A Polícia Judiciária concluiu uma investigação que, levou em abril de 2025, ao desmantelamento de uma organização criminosa transnacional. O grupo estava envolvido em crimes de associação criminosa, burla qualificada, falsificação de documentos e branqueamento de capitais.
A operação revelou que a rede operava com sociedades comerciais fictícias e abria contas bancárias em várias instituições, usadas para receber, dividir e transferir fundos de origem ilícita. A investigação identificou uma circulação superior a 3,5 milhões de euros, parte dos quais resultava de esquemas de burla informática, como CEO Fraud e Invoice Fraud, refere a PJ em comunicado.
Durante a ação policial foram detidas nove pessoas, todas com funções distintas na organização, e terão ficado todos em prisão preventiva.
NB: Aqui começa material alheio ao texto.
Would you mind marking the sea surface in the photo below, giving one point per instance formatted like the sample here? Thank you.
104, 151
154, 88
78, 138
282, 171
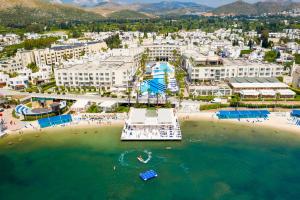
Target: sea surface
213, 161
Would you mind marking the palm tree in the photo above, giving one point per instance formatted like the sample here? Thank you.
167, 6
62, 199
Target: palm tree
137, 95
129, 95
180, 97
148, 98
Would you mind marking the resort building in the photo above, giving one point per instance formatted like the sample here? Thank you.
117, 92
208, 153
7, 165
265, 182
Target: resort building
296, 77
249, 87
19, 82
214, 68
51, 56
158, 85
209, 90
162, 52
114, 70
143, 124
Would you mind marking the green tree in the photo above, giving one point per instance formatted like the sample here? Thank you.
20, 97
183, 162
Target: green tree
33, 67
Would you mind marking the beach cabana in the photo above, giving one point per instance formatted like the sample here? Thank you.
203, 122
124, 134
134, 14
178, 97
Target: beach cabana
287, 94
295, 113
267, 93
238, 114
249, 93
80, 105
107, 106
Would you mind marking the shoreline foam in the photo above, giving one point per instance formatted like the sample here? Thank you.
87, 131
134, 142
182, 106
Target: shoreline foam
277, 120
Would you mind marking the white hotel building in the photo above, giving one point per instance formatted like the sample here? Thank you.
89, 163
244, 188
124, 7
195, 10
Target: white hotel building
214, 68
162, 51
49, 56
115, 69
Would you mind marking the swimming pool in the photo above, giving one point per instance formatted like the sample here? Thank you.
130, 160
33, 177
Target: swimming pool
157, 85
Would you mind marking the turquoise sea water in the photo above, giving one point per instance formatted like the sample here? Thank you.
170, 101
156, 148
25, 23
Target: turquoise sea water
214, 161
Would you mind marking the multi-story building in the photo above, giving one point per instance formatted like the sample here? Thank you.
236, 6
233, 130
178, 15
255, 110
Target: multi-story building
49, 56
296, 77
214, 68
116, 69
162, 52
53, 55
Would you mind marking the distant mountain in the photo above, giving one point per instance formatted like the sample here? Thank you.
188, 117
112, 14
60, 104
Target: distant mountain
106, 9
172, 7
149, 9
236, 8
24, 12
127, 14
244, 8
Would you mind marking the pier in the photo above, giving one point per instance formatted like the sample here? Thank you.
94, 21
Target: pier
143, 124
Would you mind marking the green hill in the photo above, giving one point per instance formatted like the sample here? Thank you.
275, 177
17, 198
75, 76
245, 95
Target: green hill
16, 13
243, 8
236, 8
128, 14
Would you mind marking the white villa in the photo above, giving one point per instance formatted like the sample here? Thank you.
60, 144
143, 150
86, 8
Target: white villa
143, 124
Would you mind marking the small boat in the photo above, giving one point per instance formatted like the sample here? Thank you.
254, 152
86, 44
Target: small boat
141, 159
145, 161
148, 175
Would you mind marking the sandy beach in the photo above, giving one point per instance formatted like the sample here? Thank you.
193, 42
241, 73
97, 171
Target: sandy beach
277, 120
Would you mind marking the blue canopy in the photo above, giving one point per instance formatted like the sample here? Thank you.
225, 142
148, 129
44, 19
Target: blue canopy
148, 175
21, 109
295, 113
236, 114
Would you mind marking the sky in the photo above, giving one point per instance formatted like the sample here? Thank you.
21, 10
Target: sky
212, 3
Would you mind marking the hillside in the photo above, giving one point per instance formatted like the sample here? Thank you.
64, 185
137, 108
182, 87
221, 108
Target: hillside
128, 14
24, 12
236, 8
173, 7
107, 8
243, 8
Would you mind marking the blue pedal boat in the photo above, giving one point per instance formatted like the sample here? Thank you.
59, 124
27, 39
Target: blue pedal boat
148, 175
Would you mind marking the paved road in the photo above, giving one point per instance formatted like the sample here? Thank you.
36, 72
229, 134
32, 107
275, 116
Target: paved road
90, 97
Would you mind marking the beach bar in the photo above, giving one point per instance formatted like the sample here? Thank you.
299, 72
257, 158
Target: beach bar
238, 114
143, 124
295, 113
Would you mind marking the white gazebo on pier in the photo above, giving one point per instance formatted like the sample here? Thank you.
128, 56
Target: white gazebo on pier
143, 124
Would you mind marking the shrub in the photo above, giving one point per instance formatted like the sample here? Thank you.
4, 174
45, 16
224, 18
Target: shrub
213, 106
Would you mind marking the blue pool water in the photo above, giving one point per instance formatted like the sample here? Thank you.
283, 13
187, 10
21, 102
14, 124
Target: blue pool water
156, 85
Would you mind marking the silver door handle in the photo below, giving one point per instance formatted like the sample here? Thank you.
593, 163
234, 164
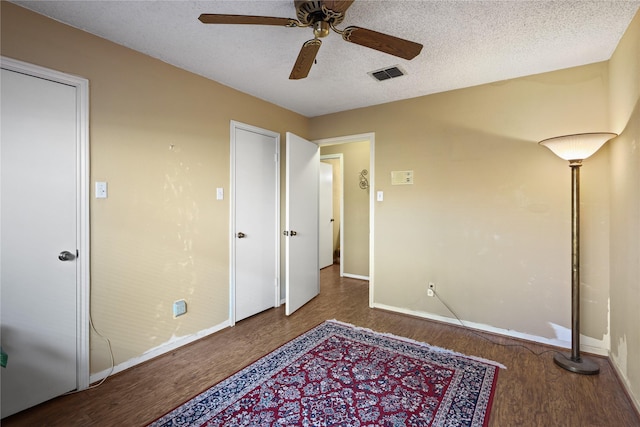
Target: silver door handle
66, 256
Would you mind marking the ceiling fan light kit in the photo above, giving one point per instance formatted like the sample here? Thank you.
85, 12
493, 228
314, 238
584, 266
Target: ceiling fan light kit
323, 16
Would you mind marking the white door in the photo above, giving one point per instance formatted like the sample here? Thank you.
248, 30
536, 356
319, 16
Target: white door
302, 272
326, 215
38, 222
255, 219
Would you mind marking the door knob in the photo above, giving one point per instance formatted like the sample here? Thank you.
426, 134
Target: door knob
66, 256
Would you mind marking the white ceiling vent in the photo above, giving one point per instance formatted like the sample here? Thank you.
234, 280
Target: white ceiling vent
387, 73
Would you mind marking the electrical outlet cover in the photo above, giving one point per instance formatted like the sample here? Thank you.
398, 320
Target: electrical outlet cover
179, 308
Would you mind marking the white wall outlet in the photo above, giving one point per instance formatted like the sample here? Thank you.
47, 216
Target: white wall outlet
431, 289
101, 190
179, 308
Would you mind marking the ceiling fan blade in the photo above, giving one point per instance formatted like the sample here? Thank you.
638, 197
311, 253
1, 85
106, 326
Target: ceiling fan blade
305, 59
212, 18
383, 42
340, 6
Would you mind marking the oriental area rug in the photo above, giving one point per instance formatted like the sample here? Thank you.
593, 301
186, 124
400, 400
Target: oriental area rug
337, 374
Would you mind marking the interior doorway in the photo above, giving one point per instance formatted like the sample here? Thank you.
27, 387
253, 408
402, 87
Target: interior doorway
357, 222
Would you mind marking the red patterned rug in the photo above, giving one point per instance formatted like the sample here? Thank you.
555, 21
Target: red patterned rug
341, 375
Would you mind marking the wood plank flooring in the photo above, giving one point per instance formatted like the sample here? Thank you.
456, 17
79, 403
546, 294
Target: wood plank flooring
532, 391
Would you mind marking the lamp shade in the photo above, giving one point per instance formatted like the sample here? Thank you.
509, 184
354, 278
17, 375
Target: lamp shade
578, 146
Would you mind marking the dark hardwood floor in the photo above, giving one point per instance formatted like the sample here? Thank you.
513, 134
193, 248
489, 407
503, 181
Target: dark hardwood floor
532, 391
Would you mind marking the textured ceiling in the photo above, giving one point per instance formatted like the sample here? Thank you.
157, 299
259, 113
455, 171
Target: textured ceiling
466, 43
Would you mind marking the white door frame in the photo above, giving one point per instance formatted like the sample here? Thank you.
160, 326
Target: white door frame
82, 198
340, 157
232, 215
371, 137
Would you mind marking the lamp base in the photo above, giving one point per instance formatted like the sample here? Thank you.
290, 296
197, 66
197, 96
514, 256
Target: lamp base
580, 366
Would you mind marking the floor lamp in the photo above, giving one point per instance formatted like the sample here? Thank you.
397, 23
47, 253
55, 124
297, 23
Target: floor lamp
574, 149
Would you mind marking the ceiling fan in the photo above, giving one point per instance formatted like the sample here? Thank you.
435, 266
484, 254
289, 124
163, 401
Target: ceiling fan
323, 16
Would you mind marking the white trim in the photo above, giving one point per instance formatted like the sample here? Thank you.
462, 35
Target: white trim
234, 125
487, 328
173, 344
82, 196
371, 137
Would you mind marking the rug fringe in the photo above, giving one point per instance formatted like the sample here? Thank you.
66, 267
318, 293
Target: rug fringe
420, 343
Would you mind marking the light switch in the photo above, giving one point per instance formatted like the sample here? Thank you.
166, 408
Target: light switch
101, 190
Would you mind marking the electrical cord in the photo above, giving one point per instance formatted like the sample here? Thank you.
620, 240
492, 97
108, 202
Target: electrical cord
538, 354
113, 365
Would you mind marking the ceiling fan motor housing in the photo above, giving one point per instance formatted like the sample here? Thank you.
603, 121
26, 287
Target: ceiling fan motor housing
311, 12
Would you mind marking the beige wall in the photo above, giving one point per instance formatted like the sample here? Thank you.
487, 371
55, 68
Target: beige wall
625, 209
160, 137
337, 200
355, 253
488, 216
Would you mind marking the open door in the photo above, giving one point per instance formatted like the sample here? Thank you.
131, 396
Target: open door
302, 272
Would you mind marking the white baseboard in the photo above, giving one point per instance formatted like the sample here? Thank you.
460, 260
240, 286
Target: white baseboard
355, 276
172, 344
499, 331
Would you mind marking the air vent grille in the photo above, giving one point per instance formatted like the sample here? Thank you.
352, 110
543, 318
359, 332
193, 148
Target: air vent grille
387, 73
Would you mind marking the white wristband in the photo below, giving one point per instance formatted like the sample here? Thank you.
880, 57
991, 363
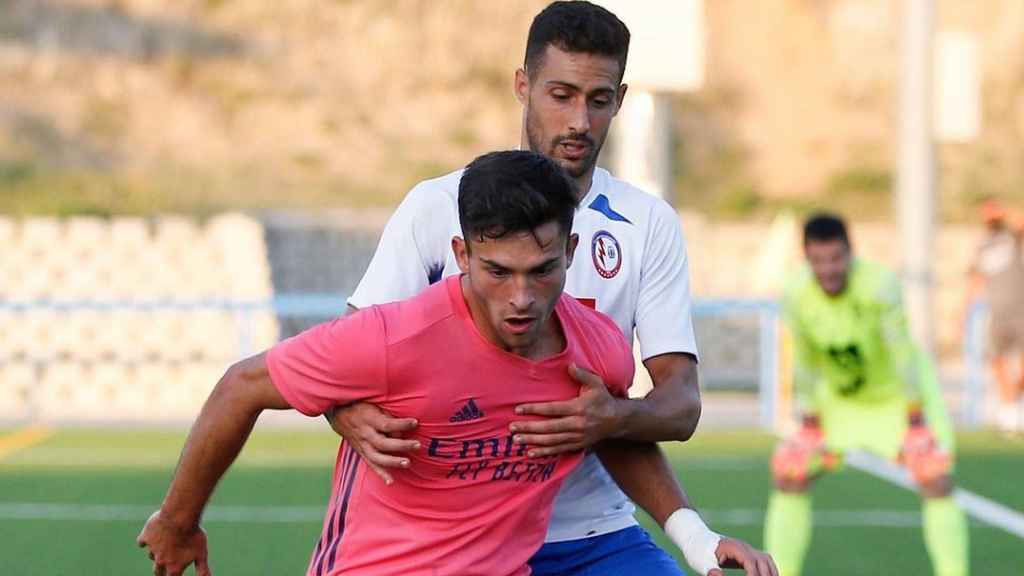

Foram congelados e apreendidos cerca de 418 mil euros, considerados diretamente ligados à atividade criminosa. Foram ainda identificadas 17 vítimas, com prejuízos reclamados que totalizam aproximadamente 1,4 milhões de euros, podendo existir mais lesados, dada a dimensão internacional da rede.
A investigação revelou, ainda, uma estrutura organizada e hierarquizada, com um núcleo de direção no estrangeiro, elementos responsáveis pela logística e financiamento, e operacionais encarregues da execução material das operações bancárias e societárias.
Face à natureza transnacional da rede, o Ministério Público foi sugerido a recorrer a cooperação judiciária internacional, incluindo colaborações com autoridades do Brasil e de diversas jurisdições europeias.